Yesterday I asked the professionals of the Groningen Archives what the Frisian description "married in a "hok" while the mother holds a baby on her arm" meant? Probably, they replied to me, it must mean that this Heeringa couple were marrying in "the baptizing side-piece of the church, the so-called "doophok" (=the baptizing part)"; maybe because that baby could be baptized at the same time! Seems reasonable to me.

The Frisian marriage description "not having a factory": the professionals guess that "the appearer must be an employed person, without their own shop, farm, ship or factory for their income". To say "a laborer". Seems also reasonable.

About the old Dutch length measures an "El", "Strepen" or "Duimen": next time I'll ask the Groningen professionals what it really means. An "El" means the length of a normal "under-arm", a "streep" (I guess) about "1,5 centimeter of just 0,5 cm", but I'm not sure about it. (And my underarm is also different to from one of yours!). Later more about this matter.

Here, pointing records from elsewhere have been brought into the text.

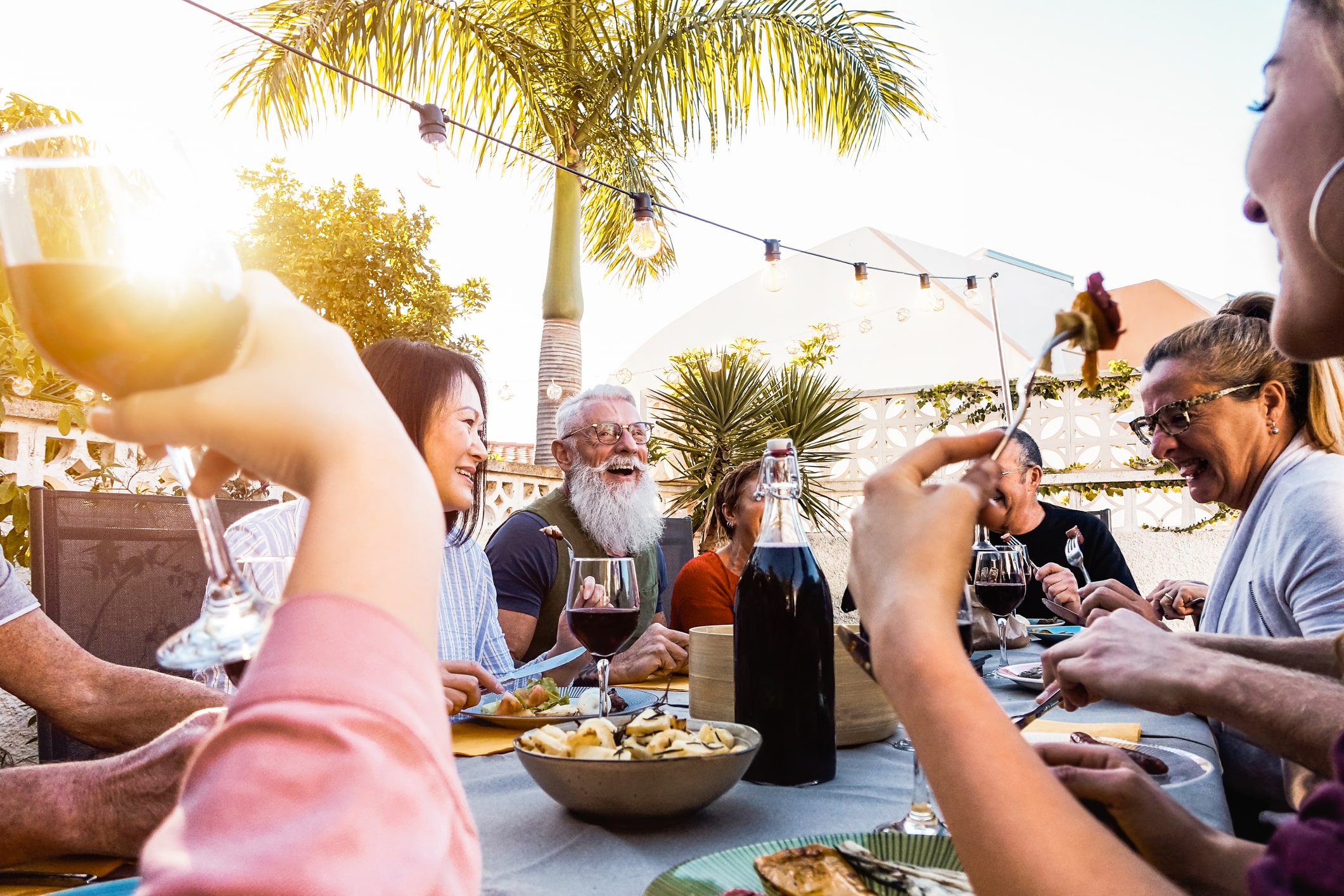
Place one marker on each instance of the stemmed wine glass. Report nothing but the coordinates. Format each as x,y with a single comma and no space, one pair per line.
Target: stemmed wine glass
123,283
603,610
999,575
921,817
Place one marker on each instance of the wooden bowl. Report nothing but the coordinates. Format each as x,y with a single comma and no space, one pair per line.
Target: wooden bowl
863,712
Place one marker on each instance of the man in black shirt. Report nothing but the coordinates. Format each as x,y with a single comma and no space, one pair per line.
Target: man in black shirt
1042,528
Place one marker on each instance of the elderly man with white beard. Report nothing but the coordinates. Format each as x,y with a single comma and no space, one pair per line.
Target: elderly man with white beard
608,507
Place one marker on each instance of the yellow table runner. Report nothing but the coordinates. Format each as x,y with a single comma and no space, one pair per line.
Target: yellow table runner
679,682
479,739
72,866
1130,731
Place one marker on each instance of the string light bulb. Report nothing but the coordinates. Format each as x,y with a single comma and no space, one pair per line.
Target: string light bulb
433,147
644,241
972,290
861,285
773,274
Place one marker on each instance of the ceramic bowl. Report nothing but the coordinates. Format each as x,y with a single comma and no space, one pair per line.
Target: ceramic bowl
640,789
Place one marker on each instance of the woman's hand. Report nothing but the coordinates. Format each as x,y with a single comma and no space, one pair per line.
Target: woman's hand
1105,597
912,543
1175,843
464,681
1174,598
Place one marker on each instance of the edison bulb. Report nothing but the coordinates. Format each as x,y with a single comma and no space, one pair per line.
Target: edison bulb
859,296
772,277
644,241
432,160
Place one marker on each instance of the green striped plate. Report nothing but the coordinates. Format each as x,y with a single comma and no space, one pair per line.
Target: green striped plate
718,872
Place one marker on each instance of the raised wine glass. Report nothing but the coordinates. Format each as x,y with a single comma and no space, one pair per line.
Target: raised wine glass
603,610
124,283
999,577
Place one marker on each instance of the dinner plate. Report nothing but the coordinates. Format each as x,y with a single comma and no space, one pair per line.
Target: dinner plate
1054,634
714,874
1014,675
637,700
1182,767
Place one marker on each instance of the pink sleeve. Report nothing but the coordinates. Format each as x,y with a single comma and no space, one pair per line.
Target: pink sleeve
332,773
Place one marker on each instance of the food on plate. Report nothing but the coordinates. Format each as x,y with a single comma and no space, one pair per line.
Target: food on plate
811,871
916,880
651,735
1148,762
1096,317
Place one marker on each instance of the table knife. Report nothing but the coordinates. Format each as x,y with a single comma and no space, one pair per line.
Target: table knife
542,664
1049,701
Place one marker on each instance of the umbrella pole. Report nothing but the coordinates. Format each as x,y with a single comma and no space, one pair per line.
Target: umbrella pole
999,343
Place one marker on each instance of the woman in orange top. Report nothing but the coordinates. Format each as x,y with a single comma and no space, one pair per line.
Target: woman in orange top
703,591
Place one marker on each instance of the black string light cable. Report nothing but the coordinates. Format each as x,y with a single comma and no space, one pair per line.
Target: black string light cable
646,242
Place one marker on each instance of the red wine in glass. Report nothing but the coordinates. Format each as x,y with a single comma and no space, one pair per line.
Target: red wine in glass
603,630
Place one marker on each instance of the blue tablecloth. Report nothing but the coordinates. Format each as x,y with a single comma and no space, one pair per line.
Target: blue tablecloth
534,847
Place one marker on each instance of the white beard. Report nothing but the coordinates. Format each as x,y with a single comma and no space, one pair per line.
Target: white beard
625,519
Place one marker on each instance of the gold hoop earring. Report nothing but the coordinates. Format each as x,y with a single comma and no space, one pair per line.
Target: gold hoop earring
1315,213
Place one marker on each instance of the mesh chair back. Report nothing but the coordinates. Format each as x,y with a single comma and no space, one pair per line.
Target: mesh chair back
118,574
678,546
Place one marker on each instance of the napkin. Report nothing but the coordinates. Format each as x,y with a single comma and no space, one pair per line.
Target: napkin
73,866
1130,731
679,682
479,739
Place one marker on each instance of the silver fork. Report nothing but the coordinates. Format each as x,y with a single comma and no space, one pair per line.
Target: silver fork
1011,541
1074,554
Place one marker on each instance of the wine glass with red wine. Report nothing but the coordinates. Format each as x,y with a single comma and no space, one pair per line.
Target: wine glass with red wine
124,283
603,610
999,577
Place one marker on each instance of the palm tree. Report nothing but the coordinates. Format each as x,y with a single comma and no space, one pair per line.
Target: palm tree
617,89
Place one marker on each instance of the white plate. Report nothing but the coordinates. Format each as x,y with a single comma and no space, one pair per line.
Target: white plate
637,700
1014,675
1182,767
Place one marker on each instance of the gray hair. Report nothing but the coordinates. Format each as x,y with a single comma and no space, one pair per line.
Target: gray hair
570,414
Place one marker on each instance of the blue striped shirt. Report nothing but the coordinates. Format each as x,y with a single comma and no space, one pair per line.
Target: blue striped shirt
468,615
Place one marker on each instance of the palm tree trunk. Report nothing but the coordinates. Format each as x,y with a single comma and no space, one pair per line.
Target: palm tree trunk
562,309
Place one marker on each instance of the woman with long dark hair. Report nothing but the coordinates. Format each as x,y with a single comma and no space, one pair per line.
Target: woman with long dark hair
440,398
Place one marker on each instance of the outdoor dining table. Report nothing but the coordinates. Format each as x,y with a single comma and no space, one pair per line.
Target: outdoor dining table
532,845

I tried to find more about "a possible public auction about 1809 in Meedhuizen of the properties of Stijntje Cornelis (of her deceased parents?), the last female survivor (I guess) of the Cornelis Jans Family of Meedhuizen. Alas, I couldn't find one! The professionals explained to me that if her/their properties and/or farm was sold by the Meedhuizen church, that church maybe was the owner of it, while Stijntje was (probably) the last female survivor of this family. Maybe even the last one of the Cornelis Jans family donated their/her properties to the church, on which the church deacons sold this property by public auction? (But why not donate then to her Pelmulder cousins?) There were no Dutch laws, ordering the church to make a notarial certifcate of an auction; maybe this auction is listed or published in the local newspaper of those days? I'll take a look, just as the auction of the Pelmulder mill in 1819, I have to search too.